Patient-reported outcomes (PROs) frequently used to assess outcomes following treatment of ACL injuries include Lysholm score, the Knee Injury and Osteoarthritis Outcome Score (KOOS), and the IKDC questionnaire, while Tegner and Marx Activity Rating scores quantify activity level. Reporting both PRO and activity rating scores are important to assess outcomes following ACL injury treatment, because PROs may overestimate function if the patient has not returned to more strenuous activities. When comparing PROs between available graft options, there have been no consistent differences demonstrated between BTB, QT, and hamstring tendon [139, 148, 149••]. Early accelerated rehabilitation following ACL reconstruction produced improved IKDC subjective scores compared to non-accelerated rehabilitation protocols [150].

Conclusions

Anterior cruciate ligament injuries are a common injury and a major cause of missed games and disability among athletes.
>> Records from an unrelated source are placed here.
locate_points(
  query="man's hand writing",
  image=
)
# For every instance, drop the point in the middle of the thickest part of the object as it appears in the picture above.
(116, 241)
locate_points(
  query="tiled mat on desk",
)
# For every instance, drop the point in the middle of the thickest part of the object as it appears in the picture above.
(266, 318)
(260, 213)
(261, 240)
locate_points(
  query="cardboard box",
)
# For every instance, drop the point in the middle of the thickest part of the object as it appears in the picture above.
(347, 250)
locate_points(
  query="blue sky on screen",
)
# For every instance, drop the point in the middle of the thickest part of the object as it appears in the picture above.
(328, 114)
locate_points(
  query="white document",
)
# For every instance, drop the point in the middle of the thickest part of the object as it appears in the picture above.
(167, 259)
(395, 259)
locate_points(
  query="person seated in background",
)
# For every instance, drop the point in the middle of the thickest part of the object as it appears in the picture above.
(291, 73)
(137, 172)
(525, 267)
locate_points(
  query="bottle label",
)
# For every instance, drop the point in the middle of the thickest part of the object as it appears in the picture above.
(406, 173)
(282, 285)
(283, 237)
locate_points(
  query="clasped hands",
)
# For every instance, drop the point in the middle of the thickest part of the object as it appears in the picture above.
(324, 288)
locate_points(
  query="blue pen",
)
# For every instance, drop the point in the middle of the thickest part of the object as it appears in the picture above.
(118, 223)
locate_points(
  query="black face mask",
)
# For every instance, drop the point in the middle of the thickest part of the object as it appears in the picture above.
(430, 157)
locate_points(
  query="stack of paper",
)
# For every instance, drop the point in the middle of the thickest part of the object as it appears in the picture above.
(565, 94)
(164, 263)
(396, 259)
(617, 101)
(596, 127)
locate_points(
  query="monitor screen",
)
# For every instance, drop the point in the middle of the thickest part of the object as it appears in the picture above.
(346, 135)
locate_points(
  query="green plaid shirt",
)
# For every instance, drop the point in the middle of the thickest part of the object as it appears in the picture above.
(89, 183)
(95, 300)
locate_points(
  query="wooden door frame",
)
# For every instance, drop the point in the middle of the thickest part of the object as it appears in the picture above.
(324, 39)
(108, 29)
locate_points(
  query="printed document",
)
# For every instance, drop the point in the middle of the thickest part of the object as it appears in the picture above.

Various treatment methods including non-operative and operative techniques have been demonstrated to be efficacious in returning athletes to athletic activity depending on patient age and level of activity [7, 19, 20, 21••, 22•]. Adherence to rehabilitation guidelines and return-to-play parameters can optimize outcomes and limit re-injury [86, 99]. While most studies following ACL reconstruction demonstrate favorable PRO regardless of graft type [139, 148, 149••], return-to-play [117••, 119••, 120] and graft re-rupture rates [66, 128, 129, 130••] vary substantially and largely depend on study population and level and type of athletic activity.

Declarations

Conflict of Interest

Anna M. Ptasinski, Mark Dunleavy, and Temitope Adebayo declare that they have no conflict of interest.

Robert A. Gallo has stock options from Kalibur Labs, editorial board member of Current Reviews in Musculoskeletal Medicine and Sports Medicine and Arthroscopy Reviews, and is committee member of American Society of Orthopaedic Sports Medicine and American Board of Orthopaedic Surgery.

Human and Animal Rights and Informed Consent

This article does not contain any studies with human or animal subjects performed by any of the author.